But undoubtedly, Matsoukas’ long-standing partnership with Beyoncé has resulted in some of her best collaborations. Their most recent work together is especially notable for their stylistic distinctiveness and powerful narrative impact. For example, “Pretty Hurts” – which centers on the dark side of beauty pageants and public personas – perfectly exemplifies how Matsoukas’ dreamy directorial style can juxtapose with the highly confrontational subject matter.
Matsoukas also directed the video for “Formation,” one of the most buzzworthy singles of 2016. You would have been hard-pressed not to have witnessed the sheer influence of Beyonce’s Lemonade visual album that year. However, Matsoukas’ work on “Formation” still stands out among a wonderful series of videos as an outstanding, empowering depiction of African Americans, and was particularly lauded for its celebratory portrayals of black women.
Waithe and Matsoukas have joined forces and contributed to the most unforgettable Master of None episode across its two-season run. Titled “Thanksgiving,” the episode puts Waithe’s character Denise front and center in one of the best coming-out stories on television.
Denise, a lesbian, slowly comes to terms with her sexuality and prepares to come out to the people closest to her. She reveals her identity bit by bit to her best friend Dev (Aziz Ansari) before finally coming out to her mother (Angela Bassett). The episode is careful to acknowledge that even the most well-meaning of parents are apt to behave incorrectly in situations like these. We see the tension play out as Denise brings girls home for Thanksgiving gatherings and her family reacts with discomfort. However, the episode ends on a high note as Denise’s mother begins to accept her for who she is, and their relationship can hopefully begin to mend.
“Thanksgiving” is an honest, sensitive portrayal of a delicate subject; impeccably made art that’s really worth commemorating for its commitment to social justice. Matsoukas’ divine visuals coupled with Waithe’s clear and incisive narrative voice will thus undoubtedly make Queen & Slim a similarly vital and valuable experience.
And for Kaluuya’s part, he should buckle up for one of the coolest projects of his career. He has certainly paid his dues as an actor, coming a long way from portraying Posh Kenneth on Skins, or filling that one guest spot on Doctor Who, or playing the sidekick in Johnny English Reborn. Accolades-wise, Kaluuya has now been nominated for an Oscar, Golden Globe, SAG Award, and BAFTA, and is also a recipient of the BAFTA Rising Star Award (likening him to established past winners such as James McAvoy, Eva Green, and Tom Hardy).
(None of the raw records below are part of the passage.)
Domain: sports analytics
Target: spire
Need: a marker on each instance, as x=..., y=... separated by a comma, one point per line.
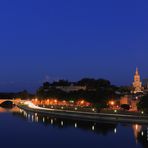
x=137, y=71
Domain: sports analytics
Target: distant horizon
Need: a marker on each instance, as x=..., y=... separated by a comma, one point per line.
x=19, y=87
x=71, y=40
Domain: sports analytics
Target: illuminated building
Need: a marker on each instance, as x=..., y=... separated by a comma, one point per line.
x=137, y=84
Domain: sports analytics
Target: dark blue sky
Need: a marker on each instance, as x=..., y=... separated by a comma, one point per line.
x=43, y=39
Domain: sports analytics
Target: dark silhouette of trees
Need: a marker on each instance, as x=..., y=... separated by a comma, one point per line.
x=143, y=104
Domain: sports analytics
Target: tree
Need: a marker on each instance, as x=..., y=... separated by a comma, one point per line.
x=125, y=106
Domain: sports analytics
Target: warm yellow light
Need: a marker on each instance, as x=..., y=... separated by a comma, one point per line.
x=112, y=102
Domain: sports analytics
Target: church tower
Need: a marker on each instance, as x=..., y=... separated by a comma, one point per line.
x=137, y=84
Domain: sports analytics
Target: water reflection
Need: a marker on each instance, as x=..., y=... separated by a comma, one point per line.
x=140, y=132
x=98, y=128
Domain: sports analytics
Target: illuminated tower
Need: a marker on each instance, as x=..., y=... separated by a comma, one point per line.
x=137, y=84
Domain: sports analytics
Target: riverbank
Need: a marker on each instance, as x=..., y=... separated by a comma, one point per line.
x=96, y=117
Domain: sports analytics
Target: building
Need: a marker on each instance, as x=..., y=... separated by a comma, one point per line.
x=137, y=84
x=71, y=88
x=125, y=100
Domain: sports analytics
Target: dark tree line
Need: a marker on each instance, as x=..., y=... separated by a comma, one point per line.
x=97, y=91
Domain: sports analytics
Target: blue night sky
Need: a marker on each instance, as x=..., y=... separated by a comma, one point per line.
x=49, y=40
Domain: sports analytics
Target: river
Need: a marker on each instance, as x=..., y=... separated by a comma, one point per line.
x=21, y=129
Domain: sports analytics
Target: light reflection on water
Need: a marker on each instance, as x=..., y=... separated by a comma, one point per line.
x=137, y=135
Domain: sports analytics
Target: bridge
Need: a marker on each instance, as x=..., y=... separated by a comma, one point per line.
x=14, y=101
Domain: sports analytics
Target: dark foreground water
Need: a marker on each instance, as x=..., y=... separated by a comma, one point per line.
x=19, y=129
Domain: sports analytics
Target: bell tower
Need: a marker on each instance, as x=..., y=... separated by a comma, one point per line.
x=137, y=84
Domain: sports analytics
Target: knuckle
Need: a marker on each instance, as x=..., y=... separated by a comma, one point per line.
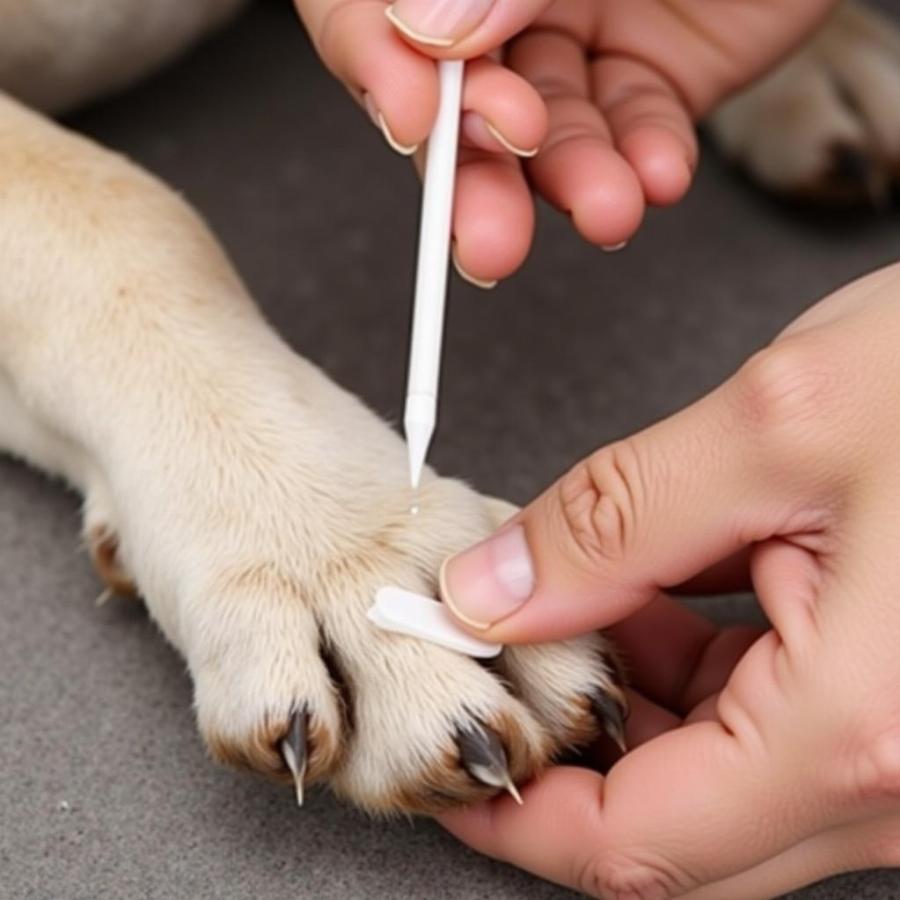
x=612, y=878
x=599, y=501
x=877, y=769
x=783, y=388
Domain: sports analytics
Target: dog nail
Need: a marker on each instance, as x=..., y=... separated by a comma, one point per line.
x=611, y=711
x=483, y=756
x=294, y=750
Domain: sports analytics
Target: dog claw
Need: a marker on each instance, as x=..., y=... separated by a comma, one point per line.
x=483, y=756
x=612, y=712
x=294, y=751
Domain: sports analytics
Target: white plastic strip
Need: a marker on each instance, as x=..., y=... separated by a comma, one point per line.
x=412, y=614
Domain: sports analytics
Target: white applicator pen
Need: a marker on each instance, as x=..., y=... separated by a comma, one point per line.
x=420, y=413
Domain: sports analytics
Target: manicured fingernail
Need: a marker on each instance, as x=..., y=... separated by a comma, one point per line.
x=509, y=145
x=484, y=283
x=380, y=122
x=440, y=23
x=489, y=581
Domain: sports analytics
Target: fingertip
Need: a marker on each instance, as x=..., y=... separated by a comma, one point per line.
x=662, y=162
x=493, y=218
x=608, y=207
x=558, y=823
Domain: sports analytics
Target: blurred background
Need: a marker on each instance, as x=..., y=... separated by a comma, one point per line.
x=106, y=792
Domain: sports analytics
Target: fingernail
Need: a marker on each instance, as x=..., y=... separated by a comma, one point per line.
x=489, y=581
x=509, y=145
x=484, y=283
x=440, y=23
x=380, y=122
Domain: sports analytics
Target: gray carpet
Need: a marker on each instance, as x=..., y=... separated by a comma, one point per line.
x=105, y=791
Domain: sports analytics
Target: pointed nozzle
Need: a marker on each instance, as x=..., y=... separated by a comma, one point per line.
x=418, y=425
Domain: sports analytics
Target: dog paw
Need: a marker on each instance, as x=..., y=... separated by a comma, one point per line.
x=262, y=571
x=824, y=128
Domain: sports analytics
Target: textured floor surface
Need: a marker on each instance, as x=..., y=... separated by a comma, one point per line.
x=105, y=793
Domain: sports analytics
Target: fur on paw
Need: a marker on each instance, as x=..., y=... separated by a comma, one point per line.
x=824, y=128
x=393, y=724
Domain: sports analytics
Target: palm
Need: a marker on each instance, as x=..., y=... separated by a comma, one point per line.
x=624, y=80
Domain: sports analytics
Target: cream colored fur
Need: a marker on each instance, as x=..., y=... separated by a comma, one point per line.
x=255, y=505
x=842, y=91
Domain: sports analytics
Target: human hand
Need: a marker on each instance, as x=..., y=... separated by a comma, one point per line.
x=760, y=762
x=606, y=90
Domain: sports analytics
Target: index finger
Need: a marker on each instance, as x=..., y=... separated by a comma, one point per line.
x=690, y=807
x=693, y=806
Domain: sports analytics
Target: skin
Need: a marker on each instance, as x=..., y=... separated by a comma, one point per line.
x=607, y=89
x=760, y=760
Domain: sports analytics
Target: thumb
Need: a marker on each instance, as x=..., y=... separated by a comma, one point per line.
x=645, y=513
x=462, y=28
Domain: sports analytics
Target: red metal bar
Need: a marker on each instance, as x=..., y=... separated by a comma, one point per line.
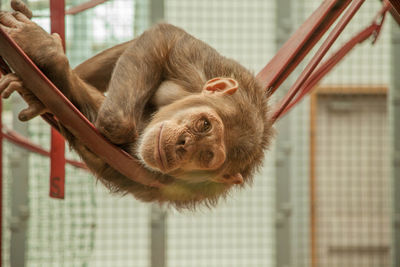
x=57, y=151
x=396, y=5
x=69, y=116
x=300, y=43
x=317, y=57
x=82, y=7
x=25, y=143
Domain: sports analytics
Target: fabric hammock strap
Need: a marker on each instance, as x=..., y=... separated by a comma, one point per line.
x=69, y=116
x=316, y=59
x=372, y=30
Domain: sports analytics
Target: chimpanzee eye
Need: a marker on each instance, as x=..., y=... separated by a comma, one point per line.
x=206, y=125
x=203, y=125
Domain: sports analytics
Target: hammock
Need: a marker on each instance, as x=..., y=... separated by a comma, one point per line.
x=271, y=76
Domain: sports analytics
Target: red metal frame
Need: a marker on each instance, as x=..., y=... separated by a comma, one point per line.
x=85, y=6
x=271, y=76
x=69, y=116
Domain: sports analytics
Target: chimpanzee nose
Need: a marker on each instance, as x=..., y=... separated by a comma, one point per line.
x=182, y=141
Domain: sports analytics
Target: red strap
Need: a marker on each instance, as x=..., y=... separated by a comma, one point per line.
x=69, y=116
x=372, y=30
x=300, y=43
x=298, y=85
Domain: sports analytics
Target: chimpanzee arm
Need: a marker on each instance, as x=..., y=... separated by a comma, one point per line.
x=137, y=75
x=97, y=70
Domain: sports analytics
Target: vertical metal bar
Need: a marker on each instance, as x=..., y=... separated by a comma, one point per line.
x=57, y=152
x=158, y=233
x=1, y=183
x=158, y=215
x=156, y=11
x=283, y=158
x=19, y=162
x=394, y=111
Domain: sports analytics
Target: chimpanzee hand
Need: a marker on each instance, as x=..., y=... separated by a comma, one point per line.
x=10, y=83
x=44, y=49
Many of Kaluuya’s most prominent works have highlighted a keenness for challenging projects across the board anyway. Whether he’s playing out the worst of dystopian fiction in Black Mirror or battling against the scariest racists of Get Out, Kaluuya is the real deal without ever being showy. Queen & Slim is an ideal project for him. It gives Kaluuya a substantial leading role to embody while being different enough to set itself apart from his recent onscreen endeavors.
Honestly, I needed this movie yesterday. Queen & Slim sounds like a fresh take on all kinds of established genre conventions and will definitely be supplemented by a brilliant team-up of the freshest talent out there.